The explosion of “big data” has prompted many people to ask the question “How will we store all this data?” And while cloud computing offers the promise of infinite scalability for storage, the Biocep R Project hopes to address two related questions associated with the growth of big data: “How will we analyze all this data?” and, more importantly, “How can we analyze it virtually?”
As the name suggests, the Biocep R Project is built on R, a free software environment for statistical computing and graphics that’s described as “the lingua franca of data analysis.” But despite its increasing use, R has several shortcomings in terms of standardization, usability and collaboration.
Science and Statistics, Virtually
To address these shortcomings, Kalim Chime has created the Biocep R Project. It is an open source Java solution for integrating and virtualizing access to the R engines. Biocep provides a framework for access to the computational resources associated with R, but it also enables collaborative R sessions, with multiple web users connecting simultaneously to an R server. It also enables elastic computing across any number of virtual machines in order to solve complex statistical and analytical problems.
As Chime writes in a white paper on the project, “Biocep combines the capabilities of R and the flexibility of a Java based distributed system to create a tool of considerable power and utility.”
Using the Biocep R platform, Chime has also built Elastic-R, a portal that enables statisticians, financial analysts, students and so on to work with R engines and use their full capabilities from within simple browsers.
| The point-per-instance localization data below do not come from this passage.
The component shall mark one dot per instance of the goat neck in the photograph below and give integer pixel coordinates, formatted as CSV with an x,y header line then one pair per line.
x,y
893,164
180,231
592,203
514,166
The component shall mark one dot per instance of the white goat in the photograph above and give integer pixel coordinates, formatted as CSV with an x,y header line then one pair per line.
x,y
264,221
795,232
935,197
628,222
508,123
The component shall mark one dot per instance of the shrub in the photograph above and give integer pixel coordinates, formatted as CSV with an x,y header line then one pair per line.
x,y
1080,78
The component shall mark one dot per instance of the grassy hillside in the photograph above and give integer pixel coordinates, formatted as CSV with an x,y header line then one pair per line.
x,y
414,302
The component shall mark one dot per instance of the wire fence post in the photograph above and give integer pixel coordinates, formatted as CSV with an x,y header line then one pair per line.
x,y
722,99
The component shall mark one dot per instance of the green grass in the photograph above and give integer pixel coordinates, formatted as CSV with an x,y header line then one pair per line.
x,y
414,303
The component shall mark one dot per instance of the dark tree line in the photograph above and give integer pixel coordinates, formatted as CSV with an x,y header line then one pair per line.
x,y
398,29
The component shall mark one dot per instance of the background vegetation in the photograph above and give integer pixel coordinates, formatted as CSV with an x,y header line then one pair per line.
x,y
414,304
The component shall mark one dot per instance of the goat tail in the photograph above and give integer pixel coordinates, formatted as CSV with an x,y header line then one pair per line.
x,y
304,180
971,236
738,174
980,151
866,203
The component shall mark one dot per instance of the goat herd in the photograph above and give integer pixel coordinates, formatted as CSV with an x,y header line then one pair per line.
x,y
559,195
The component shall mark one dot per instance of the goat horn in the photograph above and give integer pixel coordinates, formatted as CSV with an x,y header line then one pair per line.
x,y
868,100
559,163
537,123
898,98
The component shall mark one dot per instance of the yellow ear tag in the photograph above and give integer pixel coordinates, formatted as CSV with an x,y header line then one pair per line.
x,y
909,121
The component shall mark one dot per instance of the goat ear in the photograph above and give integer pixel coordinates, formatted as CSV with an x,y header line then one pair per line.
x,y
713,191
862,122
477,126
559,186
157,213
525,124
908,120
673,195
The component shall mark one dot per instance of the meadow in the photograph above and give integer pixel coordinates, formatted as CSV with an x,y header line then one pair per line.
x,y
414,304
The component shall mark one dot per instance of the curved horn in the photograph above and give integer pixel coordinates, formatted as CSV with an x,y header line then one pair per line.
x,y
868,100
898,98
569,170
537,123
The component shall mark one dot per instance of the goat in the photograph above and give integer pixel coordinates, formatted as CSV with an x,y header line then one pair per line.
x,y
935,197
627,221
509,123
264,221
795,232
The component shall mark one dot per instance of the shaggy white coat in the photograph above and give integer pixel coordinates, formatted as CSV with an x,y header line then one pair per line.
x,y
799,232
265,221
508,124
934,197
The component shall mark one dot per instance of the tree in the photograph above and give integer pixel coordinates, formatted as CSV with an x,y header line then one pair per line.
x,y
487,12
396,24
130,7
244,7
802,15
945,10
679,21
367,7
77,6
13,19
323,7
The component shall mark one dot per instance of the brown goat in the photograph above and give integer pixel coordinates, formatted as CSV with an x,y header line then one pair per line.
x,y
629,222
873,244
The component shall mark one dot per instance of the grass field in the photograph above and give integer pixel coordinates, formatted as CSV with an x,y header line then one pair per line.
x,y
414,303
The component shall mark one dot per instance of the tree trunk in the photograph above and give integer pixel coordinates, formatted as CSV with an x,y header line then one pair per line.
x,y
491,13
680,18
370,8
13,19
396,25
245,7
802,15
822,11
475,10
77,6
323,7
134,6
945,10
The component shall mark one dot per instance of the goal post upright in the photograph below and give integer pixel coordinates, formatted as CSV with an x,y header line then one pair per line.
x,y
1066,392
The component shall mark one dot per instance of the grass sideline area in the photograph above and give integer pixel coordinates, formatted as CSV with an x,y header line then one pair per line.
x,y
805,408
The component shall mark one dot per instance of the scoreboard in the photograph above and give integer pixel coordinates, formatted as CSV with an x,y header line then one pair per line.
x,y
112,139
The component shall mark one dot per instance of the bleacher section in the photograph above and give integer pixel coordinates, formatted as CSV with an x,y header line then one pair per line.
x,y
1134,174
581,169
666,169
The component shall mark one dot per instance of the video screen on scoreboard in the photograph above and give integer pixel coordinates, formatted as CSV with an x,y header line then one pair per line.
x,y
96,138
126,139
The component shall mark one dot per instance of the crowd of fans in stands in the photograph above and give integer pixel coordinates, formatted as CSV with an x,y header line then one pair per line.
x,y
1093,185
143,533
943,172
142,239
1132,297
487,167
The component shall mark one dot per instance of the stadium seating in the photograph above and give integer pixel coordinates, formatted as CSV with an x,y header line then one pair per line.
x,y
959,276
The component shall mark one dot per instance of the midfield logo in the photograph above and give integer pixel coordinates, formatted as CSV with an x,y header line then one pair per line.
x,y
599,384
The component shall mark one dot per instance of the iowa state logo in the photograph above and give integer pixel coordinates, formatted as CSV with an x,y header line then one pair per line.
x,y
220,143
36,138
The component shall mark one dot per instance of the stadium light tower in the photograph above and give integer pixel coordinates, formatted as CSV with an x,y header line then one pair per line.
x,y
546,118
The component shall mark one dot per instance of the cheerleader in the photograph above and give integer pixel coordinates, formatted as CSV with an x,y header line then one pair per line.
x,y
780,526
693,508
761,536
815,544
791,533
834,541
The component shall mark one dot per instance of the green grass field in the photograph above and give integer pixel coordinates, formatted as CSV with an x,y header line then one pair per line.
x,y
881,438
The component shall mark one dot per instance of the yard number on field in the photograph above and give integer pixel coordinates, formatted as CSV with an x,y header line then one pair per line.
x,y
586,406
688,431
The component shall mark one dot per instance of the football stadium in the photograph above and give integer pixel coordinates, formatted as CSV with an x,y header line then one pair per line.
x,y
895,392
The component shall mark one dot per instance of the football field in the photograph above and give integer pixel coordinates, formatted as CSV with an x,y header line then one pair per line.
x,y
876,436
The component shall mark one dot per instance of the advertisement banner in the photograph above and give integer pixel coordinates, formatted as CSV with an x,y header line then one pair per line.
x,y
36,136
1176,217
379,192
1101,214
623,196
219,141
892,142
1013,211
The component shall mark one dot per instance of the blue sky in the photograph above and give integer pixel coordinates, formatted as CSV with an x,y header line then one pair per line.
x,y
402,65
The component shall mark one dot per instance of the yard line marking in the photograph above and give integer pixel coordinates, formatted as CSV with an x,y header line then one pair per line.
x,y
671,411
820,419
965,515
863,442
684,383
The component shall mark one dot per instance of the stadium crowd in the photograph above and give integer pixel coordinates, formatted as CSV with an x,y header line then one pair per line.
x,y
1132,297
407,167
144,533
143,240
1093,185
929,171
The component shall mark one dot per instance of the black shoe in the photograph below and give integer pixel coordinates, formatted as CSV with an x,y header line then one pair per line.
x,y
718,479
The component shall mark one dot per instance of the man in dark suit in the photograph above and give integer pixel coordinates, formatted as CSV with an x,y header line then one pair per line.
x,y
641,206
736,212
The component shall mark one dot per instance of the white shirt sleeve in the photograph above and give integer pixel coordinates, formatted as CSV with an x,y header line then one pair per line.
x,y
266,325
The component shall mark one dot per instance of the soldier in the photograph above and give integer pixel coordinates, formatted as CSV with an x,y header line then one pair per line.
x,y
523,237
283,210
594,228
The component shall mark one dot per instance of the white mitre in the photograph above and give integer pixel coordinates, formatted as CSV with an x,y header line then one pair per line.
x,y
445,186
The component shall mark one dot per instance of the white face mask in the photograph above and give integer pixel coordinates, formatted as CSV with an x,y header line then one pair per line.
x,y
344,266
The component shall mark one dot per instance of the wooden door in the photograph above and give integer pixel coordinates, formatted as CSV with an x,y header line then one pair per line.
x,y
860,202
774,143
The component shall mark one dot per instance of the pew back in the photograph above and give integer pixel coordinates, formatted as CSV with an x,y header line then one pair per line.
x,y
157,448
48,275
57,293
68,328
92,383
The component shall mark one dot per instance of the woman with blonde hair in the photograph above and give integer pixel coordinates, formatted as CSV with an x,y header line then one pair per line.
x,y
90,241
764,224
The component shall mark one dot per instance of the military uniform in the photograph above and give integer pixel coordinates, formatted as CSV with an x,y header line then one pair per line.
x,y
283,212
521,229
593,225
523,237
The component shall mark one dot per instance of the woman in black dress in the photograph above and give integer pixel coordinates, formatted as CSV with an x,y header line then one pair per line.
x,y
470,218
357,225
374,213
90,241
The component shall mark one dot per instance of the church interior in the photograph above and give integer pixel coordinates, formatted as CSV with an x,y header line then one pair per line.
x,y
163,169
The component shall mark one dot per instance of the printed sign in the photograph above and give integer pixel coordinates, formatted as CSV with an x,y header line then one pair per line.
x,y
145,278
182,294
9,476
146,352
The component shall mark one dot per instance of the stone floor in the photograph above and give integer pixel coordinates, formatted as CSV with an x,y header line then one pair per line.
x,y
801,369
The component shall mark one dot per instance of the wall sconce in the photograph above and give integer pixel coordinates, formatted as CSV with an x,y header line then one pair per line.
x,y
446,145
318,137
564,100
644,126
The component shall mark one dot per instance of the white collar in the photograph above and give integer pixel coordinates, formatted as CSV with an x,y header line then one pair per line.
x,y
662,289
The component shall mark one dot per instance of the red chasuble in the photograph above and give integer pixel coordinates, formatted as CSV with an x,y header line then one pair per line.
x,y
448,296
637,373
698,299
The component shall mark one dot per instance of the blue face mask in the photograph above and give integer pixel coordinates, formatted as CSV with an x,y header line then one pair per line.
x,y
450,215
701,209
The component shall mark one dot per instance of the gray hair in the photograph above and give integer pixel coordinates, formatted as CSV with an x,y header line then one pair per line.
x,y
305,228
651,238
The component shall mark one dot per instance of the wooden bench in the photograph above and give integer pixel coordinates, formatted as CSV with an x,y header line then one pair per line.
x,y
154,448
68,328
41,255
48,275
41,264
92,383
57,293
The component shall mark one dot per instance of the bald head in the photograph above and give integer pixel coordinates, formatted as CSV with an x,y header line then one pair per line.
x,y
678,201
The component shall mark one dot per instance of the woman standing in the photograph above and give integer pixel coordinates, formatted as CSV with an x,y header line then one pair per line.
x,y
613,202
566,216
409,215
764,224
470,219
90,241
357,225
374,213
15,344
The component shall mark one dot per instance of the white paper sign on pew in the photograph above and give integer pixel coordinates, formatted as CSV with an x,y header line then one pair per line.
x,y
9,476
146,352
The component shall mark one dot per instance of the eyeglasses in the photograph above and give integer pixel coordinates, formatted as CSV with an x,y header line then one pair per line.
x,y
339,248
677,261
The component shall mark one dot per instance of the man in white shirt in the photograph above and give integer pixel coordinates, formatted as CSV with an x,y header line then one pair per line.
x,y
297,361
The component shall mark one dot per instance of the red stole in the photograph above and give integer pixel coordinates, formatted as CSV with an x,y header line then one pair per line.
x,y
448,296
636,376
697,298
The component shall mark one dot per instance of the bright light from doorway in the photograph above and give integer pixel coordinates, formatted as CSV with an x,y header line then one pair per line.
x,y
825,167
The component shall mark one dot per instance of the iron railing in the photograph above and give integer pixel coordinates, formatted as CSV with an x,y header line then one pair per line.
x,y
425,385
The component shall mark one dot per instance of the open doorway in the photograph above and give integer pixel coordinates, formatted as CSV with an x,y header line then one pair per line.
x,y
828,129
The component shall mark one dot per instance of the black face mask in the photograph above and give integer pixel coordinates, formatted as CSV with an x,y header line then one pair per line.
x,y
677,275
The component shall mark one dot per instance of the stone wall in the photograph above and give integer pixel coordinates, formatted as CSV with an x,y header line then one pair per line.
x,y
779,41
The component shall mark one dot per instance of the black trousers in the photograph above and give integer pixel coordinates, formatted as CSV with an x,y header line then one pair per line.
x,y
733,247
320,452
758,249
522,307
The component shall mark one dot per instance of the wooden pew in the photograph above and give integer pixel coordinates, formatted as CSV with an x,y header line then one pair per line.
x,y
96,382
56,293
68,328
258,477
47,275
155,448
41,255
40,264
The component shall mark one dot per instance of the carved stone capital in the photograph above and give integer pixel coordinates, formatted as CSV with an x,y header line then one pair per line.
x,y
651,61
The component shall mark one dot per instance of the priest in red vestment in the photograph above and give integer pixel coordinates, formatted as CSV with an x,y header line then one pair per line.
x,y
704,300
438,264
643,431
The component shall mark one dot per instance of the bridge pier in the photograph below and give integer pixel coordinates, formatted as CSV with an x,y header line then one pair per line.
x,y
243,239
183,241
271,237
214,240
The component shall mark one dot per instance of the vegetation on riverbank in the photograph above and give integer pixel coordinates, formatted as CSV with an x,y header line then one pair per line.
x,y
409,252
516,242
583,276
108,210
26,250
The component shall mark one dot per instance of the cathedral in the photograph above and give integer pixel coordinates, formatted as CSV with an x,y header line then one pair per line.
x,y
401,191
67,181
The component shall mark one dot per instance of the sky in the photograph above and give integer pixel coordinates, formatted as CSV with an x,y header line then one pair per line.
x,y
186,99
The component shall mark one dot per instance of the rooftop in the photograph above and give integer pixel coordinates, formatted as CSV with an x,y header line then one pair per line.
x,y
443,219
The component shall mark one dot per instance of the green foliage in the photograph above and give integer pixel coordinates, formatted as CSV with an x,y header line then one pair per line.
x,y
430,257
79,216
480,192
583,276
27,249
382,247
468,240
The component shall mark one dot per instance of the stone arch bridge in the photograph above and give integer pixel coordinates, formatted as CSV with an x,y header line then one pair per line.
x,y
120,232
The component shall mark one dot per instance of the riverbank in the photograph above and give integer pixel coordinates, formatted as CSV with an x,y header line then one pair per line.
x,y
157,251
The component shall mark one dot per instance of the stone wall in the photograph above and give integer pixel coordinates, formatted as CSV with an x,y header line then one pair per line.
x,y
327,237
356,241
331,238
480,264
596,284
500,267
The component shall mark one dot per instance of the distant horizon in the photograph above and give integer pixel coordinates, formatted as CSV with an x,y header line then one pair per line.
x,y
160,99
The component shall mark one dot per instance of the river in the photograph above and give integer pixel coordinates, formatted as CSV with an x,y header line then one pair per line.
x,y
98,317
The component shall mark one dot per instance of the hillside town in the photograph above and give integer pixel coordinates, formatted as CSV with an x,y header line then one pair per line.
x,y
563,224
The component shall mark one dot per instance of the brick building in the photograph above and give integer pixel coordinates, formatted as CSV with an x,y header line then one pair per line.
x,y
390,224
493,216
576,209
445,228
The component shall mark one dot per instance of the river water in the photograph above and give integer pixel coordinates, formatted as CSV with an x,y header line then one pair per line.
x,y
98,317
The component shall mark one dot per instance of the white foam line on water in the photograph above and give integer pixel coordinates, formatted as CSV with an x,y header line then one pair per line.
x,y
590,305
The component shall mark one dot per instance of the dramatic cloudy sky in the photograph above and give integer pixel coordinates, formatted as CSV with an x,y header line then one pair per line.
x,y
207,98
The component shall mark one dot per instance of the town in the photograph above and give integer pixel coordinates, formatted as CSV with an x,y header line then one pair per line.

A real-time cloud-based e-learning system, Elastic-R allows users to to share and reuse functions, algorithms, user interfaces, R sessions, and servers.
Open, Distributed Science through Virtualization
Using these tools, any number of geographically distributed users can collaborate simultaneously on scientific projects, using the same virtual machine, the same analytic tool, the same data.
As virtualization removes the requirements for local computational power and storage, perhaps we will see a more distributed, more open, and more participatory science as well, extending research and analysis beyond major research universities and computing centers.